Even though using GIN solved the issues, there were two issues that came to me

  • Firstly, the size of GIN Index was around 2GBs for a table having size of 700MBs only
  • Secondly, since this is a trigram index, search for words with less than 3 letters couldnt use the index.

For the second problem, we used a simple hack. Since the use of index was giving much better performance, we decided to search for words less than 3 letters, in memory/code.

Partial Indexes

Partial indexes, as the name suggests, builds indexes for only rows that fall under the condition( called predicate ) we mention while creating the index.

CREATE INDEX orders_unbilled_index ON orders (order_nr)
    WHERE billed is not true;

They save space and are also easier to update as compared to full table indexes.
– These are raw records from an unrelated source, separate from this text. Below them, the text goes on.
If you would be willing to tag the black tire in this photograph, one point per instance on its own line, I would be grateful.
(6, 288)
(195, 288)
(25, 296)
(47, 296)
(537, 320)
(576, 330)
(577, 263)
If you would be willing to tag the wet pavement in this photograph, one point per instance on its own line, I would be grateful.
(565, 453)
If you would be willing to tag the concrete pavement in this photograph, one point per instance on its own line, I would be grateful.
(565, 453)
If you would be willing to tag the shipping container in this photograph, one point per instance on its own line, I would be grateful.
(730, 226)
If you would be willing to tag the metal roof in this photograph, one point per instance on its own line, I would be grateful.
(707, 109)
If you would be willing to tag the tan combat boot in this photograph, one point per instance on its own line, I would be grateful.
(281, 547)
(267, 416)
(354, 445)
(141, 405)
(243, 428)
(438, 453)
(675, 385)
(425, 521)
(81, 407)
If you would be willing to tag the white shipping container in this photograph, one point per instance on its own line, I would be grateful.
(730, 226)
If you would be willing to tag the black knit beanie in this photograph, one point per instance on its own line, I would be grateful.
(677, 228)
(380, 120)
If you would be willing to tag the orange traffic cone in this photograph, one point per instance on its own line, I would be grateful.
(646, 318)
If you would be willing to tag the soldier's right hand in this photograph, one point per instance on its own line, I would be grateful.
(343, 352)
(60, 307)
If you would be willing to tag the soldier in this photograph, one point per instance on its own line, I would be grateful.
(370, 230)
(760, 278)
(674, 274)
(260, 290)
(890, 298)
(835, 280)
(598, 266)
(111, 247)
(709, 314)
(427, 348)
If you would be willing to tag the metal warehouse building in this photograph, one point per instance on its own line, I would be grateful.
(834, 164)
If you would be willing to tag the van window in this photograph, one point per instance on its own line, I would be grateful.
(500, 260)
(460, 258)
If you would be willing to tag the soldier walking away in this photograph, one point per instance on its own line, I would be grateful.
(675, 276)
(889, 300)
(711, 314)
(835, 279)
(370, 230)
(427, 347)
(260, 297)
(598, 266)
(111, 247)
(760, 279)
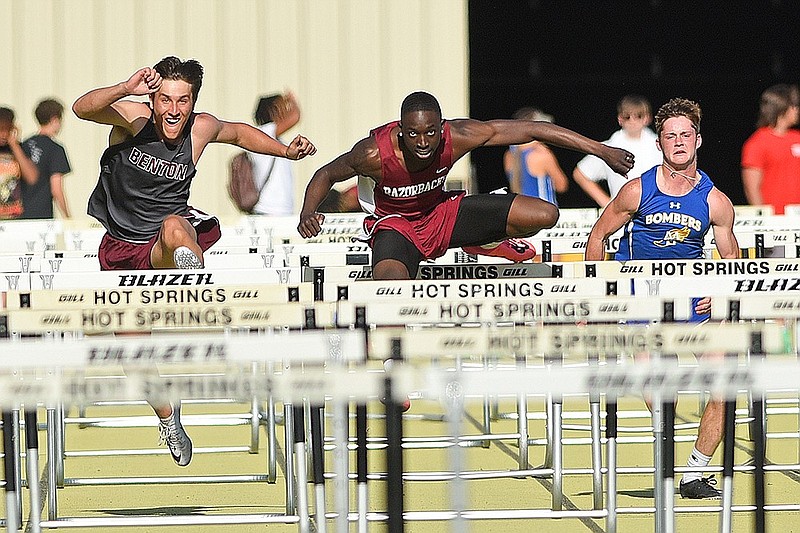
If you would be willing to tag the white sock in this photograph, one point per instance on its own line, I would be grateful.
(695, 459)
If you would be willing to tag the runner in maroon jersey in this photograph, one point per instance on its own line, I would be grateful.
(414, 217)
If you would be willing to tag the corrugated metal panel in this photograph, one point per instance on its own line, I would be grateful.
(350, 63)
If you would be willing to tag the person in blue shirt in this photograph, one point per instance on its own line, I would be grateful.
(666, 214)
(532, 168)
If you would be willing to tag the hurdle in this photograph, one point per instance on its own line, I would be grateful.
(310, 347)
(611, 377)
(145, 309)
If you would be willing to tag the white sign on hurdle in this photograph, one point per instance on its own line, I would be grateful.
(215, 316)
(369, 291)
(578, 341)
(155, 297)
(312, 346)
(507, 310)
(165, 278)
(717, 285)
(677, 268)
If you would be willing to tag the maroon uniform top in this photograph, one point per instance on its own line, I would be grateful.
(411, 195)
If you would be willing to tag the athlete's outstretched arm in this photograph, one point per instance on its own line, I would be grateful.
(252, 139)
(470, 134)
(722, 216)
(363, 159)
(105, 105)
(616, 214)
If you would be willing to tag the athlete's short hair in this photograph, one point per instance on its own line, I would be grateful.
(420, 101)
(631, 103)
(190, 71)
(267, 109)
(678, 107)
(47, 110)
(774, 102)
(6, 115)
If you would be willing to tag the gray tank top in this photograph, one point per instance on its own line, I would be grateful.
(142, 180)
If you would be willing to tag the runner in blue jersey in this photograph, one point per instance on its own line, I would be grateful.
(666, 214)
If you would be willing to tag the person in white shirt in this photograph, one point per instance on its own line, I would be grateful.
(634, 115)
(274, 115)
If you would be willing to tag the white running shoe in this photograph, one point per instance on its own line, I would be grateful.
(185, 259)
(172, 434)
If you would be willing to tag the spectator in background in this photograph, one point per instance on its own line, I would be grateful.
(51, 160)
(771, 156)
(274, 115)
(15, 167)
(531, 168)
(634, 115)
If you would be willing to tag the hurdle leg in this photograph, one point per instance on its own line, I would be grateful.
(658, 459)
(301, 469)
(597, 452)
(17, 443)
(60, 444)
(669, 467)
(759, 458)
(726, 520)
(255, 417)
(454, 404)
(32, 469)
(272, 437)
(12, 512)
(487, 410)
(611, 458)
(548, 452)
(52, 473)
(288, 427)
(318, 466)
(341, 463)
(558, 450)
(361, 466)
(394, 461)
(522, 423)
(522, 430)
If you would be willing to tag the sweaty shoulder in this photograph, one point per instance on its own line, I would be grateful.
(719, 205)
(467, 134)
(630, 195)
(365, 158)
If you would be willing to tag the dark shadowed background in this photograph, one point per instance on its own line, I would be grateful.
(574, 59)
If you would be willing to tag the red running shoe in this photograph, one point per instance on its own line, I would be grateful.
(517, 250)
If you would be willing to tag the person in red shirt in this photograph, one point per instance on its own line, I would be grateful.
(414, 217)
(771, 156)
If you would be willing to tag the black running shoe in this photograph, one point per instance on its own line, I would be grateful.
(701, 489)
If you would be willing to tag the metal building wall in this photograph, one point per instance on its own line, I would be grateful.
(350, 63)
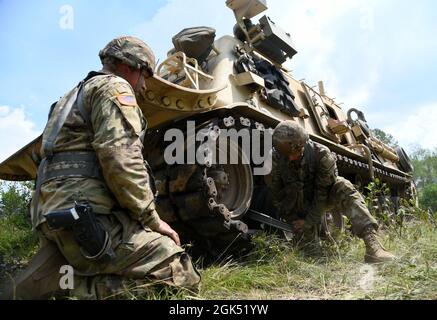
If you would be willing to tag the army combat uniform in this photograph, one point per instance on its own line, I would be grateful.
(307, 188)
(98, 159)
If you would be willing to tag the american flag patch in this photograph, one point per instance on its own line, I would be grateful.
(127, 100)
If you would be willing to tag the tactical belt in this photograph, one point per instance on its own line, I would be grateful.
(79, 164)
(85, 166)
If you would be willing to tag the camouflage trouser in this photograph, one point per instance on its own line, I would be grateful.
(141, 256)
(345, 198)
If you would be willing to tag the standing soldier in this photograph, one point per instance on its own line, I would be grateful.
(93, 198)
(305, 184)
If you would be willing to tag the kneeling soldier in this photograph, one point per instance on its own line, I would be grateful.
(305, 185)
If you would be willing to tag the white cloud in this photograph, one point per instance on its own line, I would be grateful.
(357, 47)
(315, 26)
(417, 128)
(15, 131)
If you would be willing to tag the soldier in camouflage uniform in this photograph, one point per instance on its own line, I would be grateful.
(305, 185)
(96, 157)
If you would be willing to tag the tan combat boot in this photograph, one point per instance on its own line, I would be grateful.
(375, 252)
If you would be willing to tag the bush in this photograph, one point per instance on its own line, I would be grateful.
(17, 241)
(428, 197)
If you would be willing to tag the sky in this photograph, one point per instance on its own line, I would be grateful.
(379, 56)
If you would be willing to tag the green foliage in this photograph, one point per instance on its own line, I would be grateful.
(425, 167)
(428, 197)
(386, 138)
(17, 241)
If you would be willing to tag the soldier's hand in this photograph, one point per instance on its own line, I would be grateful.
(165, 229)
(298, 225)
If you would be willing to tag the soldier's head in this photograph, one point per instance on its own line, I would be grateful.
(129, 58)
(289, 139)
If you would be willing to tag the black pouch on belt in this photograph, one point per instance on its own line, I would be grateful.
(88, 232)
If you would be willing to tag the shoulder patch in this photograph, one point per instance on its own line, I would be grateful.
(127, 100)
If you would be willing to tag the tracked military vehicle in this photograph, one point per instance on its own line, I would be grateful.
(209, 86)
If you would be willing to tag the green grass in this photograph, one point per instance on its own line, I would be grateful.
(277, 270)
(17, 242)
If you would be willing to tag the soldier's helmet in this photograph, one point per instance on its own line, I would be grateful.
(131, 51)
(289, 137)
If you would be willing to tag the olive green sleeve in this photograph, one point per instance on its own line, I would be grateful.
(117, 123)
(325, 178)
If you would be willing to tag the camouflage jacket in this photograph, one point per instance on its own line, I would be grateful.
(116, 123)
(302, 187)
PL/pgSQL - SQL Procedural Language

One last thing I learnt was PL/pgSQL. Its a procedural language in Postgres. I wanted to build partial indexes and wanted to iterate over loops. So I wrote a procedural script and ran it. One example below-

do $$
begin
for i in 1..97 loop
execute format('drop index table_%s',i);
end loop;
end;
$$ LANGUAGE plpgsql;
Dropping indexes with name table_1, table_2 etc

Helpful documentation and examples can be seen here

Bigram Indexes

Now, similar to Trigram Indexes, Postgres also supports Bigram Indexes. The module name is called pg_bigm. Now this module is not available on the fly in postgres.

The module can be accessed here. This module needs to be fetched and compiled before you can use it.

Unlike Trigram, it used 2 letters grams or tokens. Also it supports on GIN Index. More elaborate comparision is available on the link above.